Di sisi lain, landasan penetapan UMP 2026 yang merujuk pada Peraturan Pemerintah (PP) Nomor 49 Tahun 2025 hanya menghasilkan formula kenaikan upah yang sangat konservatif. Menggunakan rumus Inflasi ditambah Pertumbuhan Ekonomi dikali indeks Alfa (0,5–0,9), kenaikan upah di berbagai daerah seperti UMP Aceh yang hanya naik 6,7 persen menjadi Rp3.932.552 dianggap langsung menguap akibat lonjakan harga BBM.

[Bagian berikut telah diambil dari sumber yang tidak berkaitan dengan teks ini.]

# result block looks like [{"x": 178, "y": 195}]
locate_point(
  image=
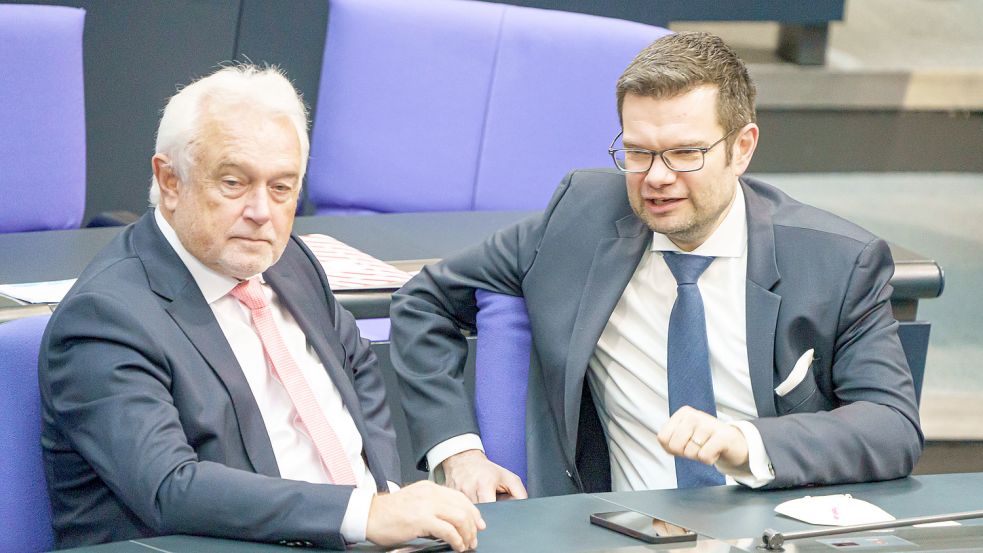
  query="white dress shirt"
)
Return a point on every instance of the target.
[
  {"x": 296, "y": 456},
  {"x": 627, "y": 371}
]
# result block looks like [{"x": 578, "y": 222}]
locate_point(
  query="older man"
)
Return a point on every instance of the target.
[
  {"x": 201, "y": 378},
  {"x": 690, "y": 325}
]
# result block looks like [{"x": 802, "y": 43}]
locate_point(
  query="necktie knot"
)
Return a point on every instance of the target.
[
  {"x": 250, "y": 293},
  {"x": 686, "y": 269}
]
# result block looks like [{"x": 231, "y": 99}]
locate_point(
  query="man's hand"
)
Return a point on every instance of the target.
[
  {"x": 696, "y": 435},
  {"x": 481, "y": 480},
  {"x": 421, "y": 510}
]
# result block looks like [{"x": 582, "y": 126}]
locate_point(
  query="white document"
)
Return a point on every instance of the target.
[
  {"x": 37, "y": 292},
  {"x": 833, "y": 510}
]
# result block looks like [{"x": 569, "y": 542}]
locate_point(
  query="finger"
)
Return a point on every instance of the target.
[
  {"x": 681, "y": 436},
  {"x": 514, "y": 487},
  {"x": 486, "y": 493},
  {"x": 479, "y": 521},
  {"x": 691, "y": 450},
  {"x": 444, "y": 530},
  {"x": 710, "y": 453},
  {"x": 459, "y": 516}
]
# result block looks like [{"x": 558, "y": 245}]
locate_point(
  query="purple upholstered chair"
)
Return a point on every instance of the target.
[
  {"x": 25, "y": 512},
  {"x": 42, "y": 118},
  {"x": 502, "y": 377},
  {"x": 456, "y": 105}
]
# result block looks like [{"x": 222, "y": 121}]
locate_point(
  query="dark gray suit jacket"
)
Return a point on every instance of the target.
[
  {"x": 813, "y": 281},
  {"x": 149, "y": 424}
]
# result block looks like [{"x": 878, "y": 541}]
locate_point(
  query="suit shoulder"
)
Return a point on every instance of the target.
[{"x": 790, "y": 216}]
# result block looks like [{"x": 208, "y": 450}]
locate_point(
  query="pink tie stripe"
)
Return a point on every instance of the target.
[
  {"x": 351, "y": 269},
  {"x": 285, "y": 369}
]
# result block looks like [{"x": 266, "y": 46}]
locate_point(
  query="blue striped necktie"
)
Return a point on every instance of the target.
[{"x": 690, "y": 381}]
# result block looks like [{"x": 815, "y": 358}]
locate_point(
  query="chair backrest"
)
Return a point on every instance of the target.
[
  {"x": 25, "y": 511},
  {"x": 457, "y": 105},
  {"x": 501, "y": 378},
  {"x": 42, "y": 118}
]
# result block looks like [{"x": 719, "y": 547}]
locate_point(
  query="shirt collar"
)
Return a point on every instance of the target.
[
  {"x": 213, "y": 285},
  {"x": 729, "y": 240}
]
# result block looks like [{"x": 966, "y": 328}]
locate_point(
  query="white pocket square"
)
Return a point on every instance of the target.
[{"x": 799, "y": 372}]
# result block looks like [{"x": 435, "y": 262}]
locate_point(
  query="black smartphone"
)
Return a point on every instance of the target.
[{"x": 642, "y": 527}]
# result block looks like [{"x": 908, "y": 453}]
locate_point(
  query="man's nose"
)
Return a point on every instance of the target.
[{"x": 659, "y": 174}]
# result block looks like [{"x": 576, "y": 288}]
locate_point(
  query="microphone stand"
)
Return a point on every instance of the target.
[{"x": 772, "y": 540}]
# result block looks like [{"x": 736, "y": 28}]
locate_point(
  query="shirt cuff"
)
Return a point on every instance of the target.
[
  {"x": 761, "y": 471},
  {"x": 448, "y": 448},
  {"x": 356, "y": 520}
]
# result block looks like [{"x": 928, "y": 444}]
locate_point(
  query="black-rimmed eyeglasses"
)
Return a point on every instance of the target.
[{"x": 680, "y": 160}]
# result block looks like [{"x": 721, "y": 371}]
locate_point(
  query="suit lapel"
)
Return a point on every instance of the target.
[
  {"x": 614, "y": 263},
  {"x": 762, "y": 304},
  {"x": 171, "y": 280}
]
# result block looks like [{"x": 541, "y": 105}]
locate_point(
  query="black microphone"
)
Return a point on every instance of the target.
[{"x": 772, "y": 540}]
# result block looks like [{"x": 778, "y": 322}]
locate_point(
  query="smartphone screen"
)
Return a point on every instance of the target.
[{"x": 642, "y": 527}]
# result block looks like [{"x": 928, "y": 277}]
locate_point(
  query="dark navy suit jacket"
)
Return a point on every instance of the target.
[
  {"x": 814, "y": 281},
  {"x": 149, "y": 424}
]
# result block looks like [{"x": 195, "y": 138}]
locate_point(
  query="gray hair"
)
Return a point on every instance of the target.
[
  {"x": 676, "y": 64},
  {"x": 180, "y": 125}
]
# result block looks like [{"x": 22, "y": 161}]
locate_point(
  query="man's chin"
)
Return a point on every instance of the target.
[{"x": 243, "y": 268}]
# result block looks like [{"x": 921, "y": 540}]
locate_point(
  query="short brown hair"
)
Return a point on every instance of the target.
[{"x": 676, "y": 64}]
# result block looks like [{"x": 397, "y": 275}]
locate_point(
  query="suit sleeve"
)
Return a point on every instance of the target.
[
  {"x": 371, "y": 391},
  {"x": 873, "y": 432},
  {"x": 109, "y": 388},
  {"x": 429, "y": 349},
  {"x": 370, "y": 387}
]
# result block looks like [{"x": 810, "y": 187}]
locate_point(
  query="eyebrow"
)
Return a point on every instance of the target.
[
  {"x": 686, "y": 144},
  {"x": 290, "y": 174}
]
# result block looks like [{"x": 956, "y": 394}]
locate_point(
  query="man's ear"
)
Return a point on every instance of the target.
[
  {"x": 743, "y": 149},
  {"x": 167, "y": 180}
]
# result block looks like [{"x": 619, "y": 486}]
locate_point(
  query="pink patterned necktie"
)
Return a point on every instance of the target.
[{"x": 285, "y": 369}]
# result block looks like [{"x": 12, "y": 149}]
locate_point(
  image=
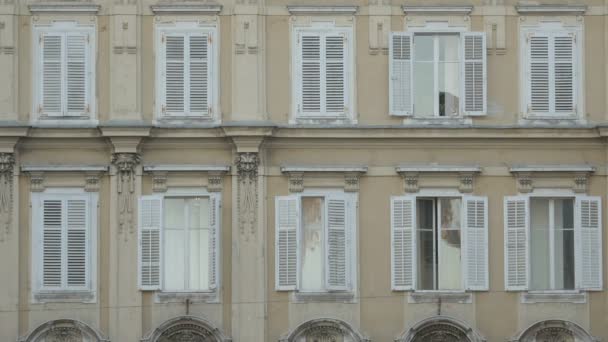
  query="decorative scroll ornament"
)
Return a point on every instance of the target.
[
  {"x": 7, "y": 162},
  {"x": 247, "y": 168},
  {"x": 125, "y": 165}
]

Kritik juga datang dari Direktur Eksekutif Celios, Bhima Yudhistira, yang menyebut penyesuaian harga Pertamax ini membuktikan menyempitnya ruang fiskal Anggaran Pendapatan Belanja Negara (APBN). Di tengah beban utang jatuh tempo dan bunga yang menembus Rp1.434 triliun serta pelemahan rupiah hingga 8 persen sejak awal tahun, pemerintah dinilai kehabisan amunisi untuk menjaga stabilitas harga energi.

Namun, pilihan pemerintah untuk membebankan masalah fiskal kepada masyarakat melalui kenaikan BBM dinilai tidak adil. Media Wahyudi Askar menyoroti bahwa pemerintah justru membatalkan rencana kenaikan royalti mineral bagi perusahaan besar dan enggan merombak ulang program jaminan sosial seperti Makan Bergizi Gratis agar lebih tepat sasaran. Akibatnya, masyarakat kelas menengah bawah dijadikan penanggung utama atas buruknya pilihan kebijakan anggaran negara.

Kombinasi antara kenaikan upah yang minim dan lonjakan harga BBM sebesar 32 persen ini diprediksi akan memicu efek domino pada kuartal III-2026. Dampak tersebut meliputi merosotnya daya beli masyarakat, pembengkakan kuota subsidi Pertalite akibat migrasi konsumen, peningkatan angka kemiskinan, hingga melonjaknya angka pemutusan hubungan kerja (PHK) akibat membengkaknya biaya operasional industri.